Sunday 20 October 2019

Operations have been cut by bed shortages in hospital, says surgeon

(Stock photo)
(Stock photo)
Eilish O'Regan

Eilish O'Regan

An orthopaedic surgeon in one of the hospitals worst hit by the trolley crisis has said his surgeries have been cut due to a lack of beds.

Dr Peter O'Rourke, a surgeon in Letterkenny Hospital, in Donegal, said the hospital's operating lists are only 20-25pc of the usual rate due to a lack of space for patients.

He is limited to two cases a week and normally he would carry out at least five others.

Dr O'Rourke has a waiting list of around 100 patients who are in the queue for joint surgery and would require an overnight hospital bed stay.

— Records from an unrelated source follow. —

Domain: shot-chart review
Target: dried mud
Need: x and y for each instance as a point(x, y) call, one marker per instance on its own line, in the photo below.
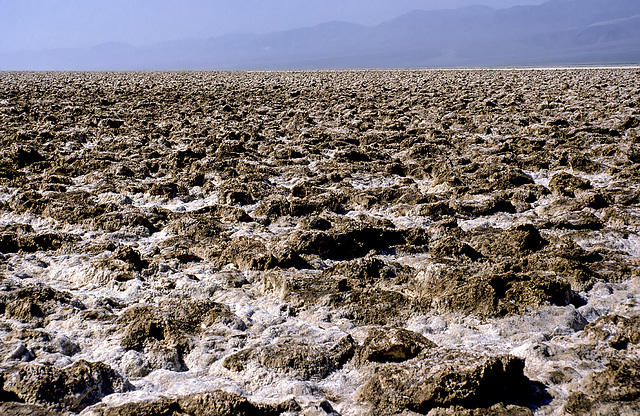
point(460, 242)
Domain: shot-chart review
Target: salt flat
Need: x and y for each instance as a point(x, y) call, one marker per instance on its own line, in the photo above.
point(454, 242)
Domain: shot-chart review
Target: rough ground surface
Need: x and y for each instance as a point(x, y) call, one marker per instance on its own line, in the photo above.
point(320, 243)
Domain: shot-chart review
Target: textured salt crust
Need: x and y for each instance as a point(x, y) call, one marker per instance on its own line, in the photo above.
point(519, 335)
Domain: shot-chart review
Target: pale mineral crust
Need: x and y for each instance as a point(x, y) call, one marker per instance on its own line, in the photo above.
point(451, 242)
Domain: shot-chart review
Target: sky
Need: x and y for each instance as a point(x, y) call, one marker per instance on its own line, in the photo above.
point(47, 24)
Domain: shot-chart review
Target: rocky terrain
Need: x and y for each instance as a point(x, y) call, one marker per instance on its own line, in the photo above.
point(460, 242)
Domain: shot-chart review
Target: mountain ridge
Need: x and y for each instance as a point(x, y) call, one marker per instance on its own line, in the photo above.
point(557, 32)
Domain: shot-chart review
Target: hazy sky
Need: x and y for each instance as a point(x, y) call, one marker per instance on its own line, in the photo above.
point(39, 24)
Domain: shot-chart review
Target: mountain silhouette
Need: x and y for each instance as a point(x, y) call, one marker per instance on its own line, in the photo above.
point(558, 32)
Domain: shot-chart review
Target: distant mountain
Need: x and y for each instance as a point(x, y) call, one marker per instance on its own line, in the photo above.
point(558, 32)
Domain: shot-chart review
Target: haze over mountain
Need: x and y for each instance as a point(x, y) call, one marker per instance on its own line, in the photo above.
point(557, 32)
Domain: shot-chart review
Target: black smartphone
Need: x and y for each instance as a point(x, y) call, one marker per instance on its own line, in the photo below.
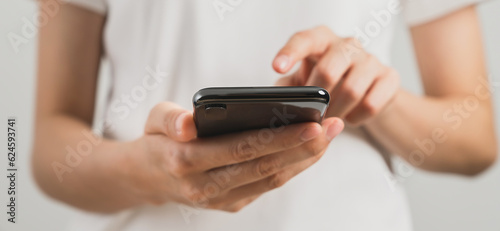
point(222, 110)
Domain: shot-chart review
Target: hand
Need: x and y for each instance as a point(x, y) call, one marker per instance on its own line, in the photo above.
point(226, 172)
point(359, 84)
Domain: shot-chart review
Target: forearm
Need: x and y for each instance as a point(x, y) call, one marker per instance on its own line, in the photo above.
point(438, 134)
point(71, 166)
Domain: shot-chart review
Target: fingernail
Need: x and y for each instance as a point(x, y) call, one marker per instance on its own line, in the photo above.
point(309, 134)
point(283, 61)
point(179, 122)
point(333, 130)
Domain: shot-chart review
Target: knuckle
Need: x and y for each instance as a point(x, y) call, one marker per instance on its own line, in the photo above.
point(313, 149)
point(277, 180)
point(233, 209)
point(267, 166)
point(352, 41)
point(393, 74)
point(350, 93)
point(371, 59)
point(326, 71)
point(190, 192)
point(241, 151)
point(370, 107)
point(179, 162)
point(324, 29)
point(302, 35)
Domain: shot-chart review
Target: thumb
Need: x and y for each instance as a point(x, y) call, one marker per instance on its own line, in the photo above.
point(171, 120)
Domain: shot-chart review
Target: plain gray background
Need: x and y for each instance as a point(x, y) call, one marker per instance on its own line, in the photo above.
point(438, 202)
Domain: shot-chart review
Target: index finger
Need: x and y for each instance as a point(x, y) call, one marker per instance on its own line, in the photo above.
point(236, 148)
point(302, 45)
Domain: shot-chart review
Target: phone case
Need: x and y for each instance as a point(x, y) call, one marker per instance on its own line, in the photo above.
point(231, 109)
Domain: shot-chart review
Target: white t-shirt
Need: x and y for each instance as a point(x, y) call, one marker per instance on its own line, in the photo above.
point(165, 50)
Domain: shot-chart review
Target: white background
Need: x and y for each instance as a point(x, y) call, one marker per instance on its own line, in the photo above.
point(439, 202)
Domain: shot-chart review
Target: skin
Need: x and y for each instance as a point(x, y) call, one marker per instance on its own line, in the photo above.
point(166, 160)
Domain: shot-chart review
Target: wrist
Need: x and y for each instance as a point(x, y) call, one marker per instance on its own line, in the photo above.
point(388, 110)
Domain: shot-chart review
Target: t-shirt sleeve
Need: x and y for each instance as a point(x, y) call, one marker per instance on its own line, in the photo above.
point(422, 11)
point(98, 6)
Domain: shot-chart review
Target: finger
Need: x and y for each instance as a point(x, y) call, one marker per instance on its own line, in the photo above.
point(302, 45)
point(354, 86)
point(265, 166)
point(272, 182)
point(241, 204)
point(330, 68)
point(299, 77)
point(171, 120)
point(236, 148)
point(380, 93)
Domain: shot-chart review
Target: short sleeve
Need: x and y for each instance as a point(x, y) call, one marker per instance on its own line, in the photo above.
point(98, 6)
point(422, 11)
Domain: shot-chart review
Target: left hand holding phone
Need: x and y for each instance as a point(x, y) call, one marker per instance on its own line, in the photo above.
point(224, 172)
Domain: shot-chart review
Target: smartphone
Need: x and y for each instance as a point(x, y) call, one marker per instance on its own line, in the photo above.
point(222, 110)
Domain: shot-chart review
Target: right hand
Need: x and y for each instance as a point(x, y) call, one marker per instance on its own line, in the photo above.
point(225, 172)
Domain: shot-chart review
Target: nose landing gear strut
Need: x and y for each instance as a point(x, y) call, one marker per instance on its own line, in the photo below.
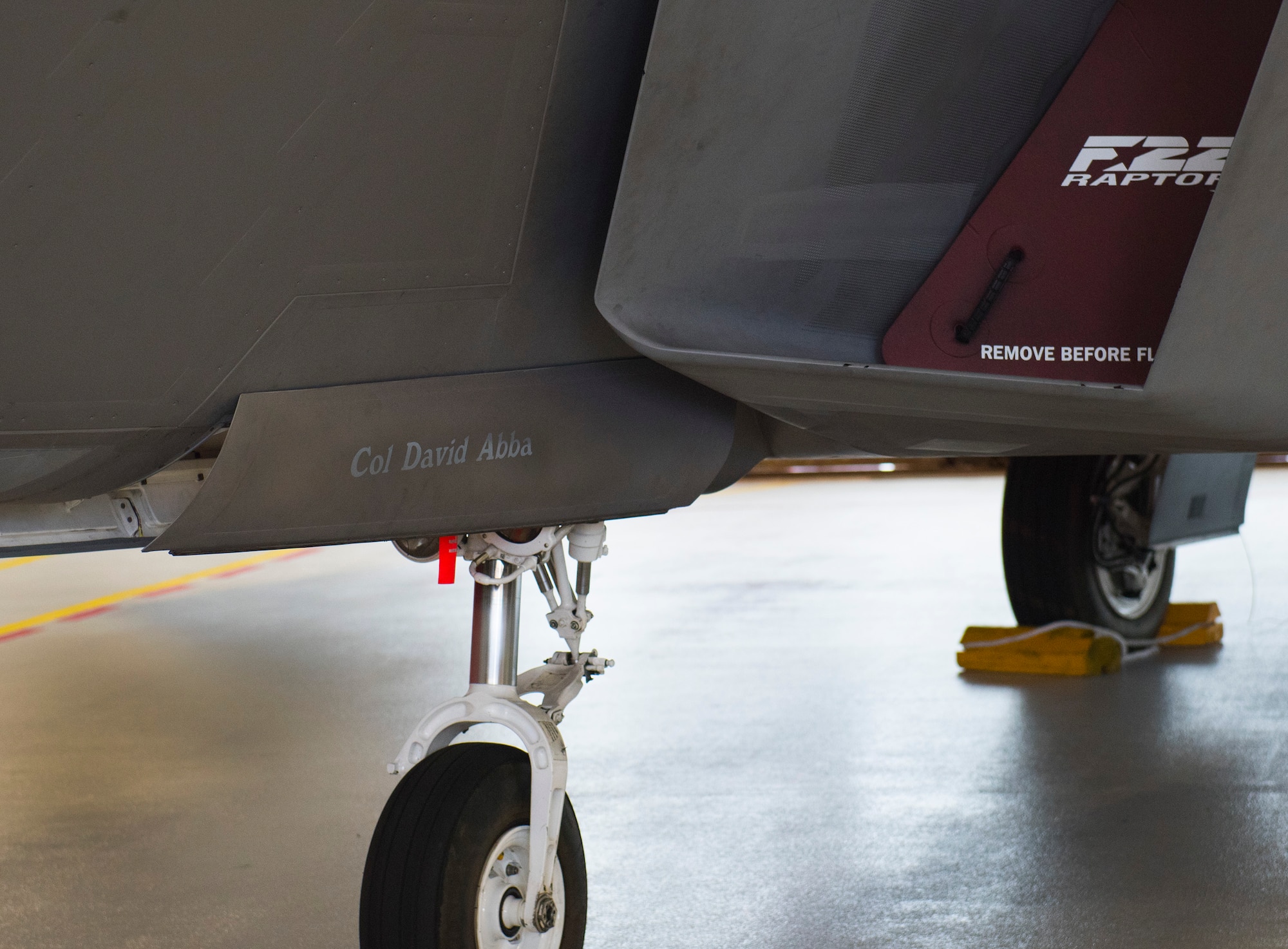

It comes as hospital waiting lists for January rose again with 72,027 waiting for some form of surgery, up from 70,804 in December.

Around 11,004 are waiting for orthopaedic surgery and 797 have been on the list for at least 18 months.

A combination of factors have contributed to increasing delays, including the need to free up beds for patients from A&E and reduce overcrowding. The first nurses' strike at the end of last month was also a factor.

The National Treatment Purchase Fund has been allocated €75m this year, an increase of €20m on 2018, to buy treatments for patients on waiting lists.

It said that in 2019, it will arrange treatment for 25,000 patients on the active list for surgery.

Another 5,000 public patients who need a gastrointestinal endoscopy will have them paid for privately.

The fund will pay for 40,000 first-time outpatient consultant appointments.

There are currently 523,225 patients now in the queue to see a specialist.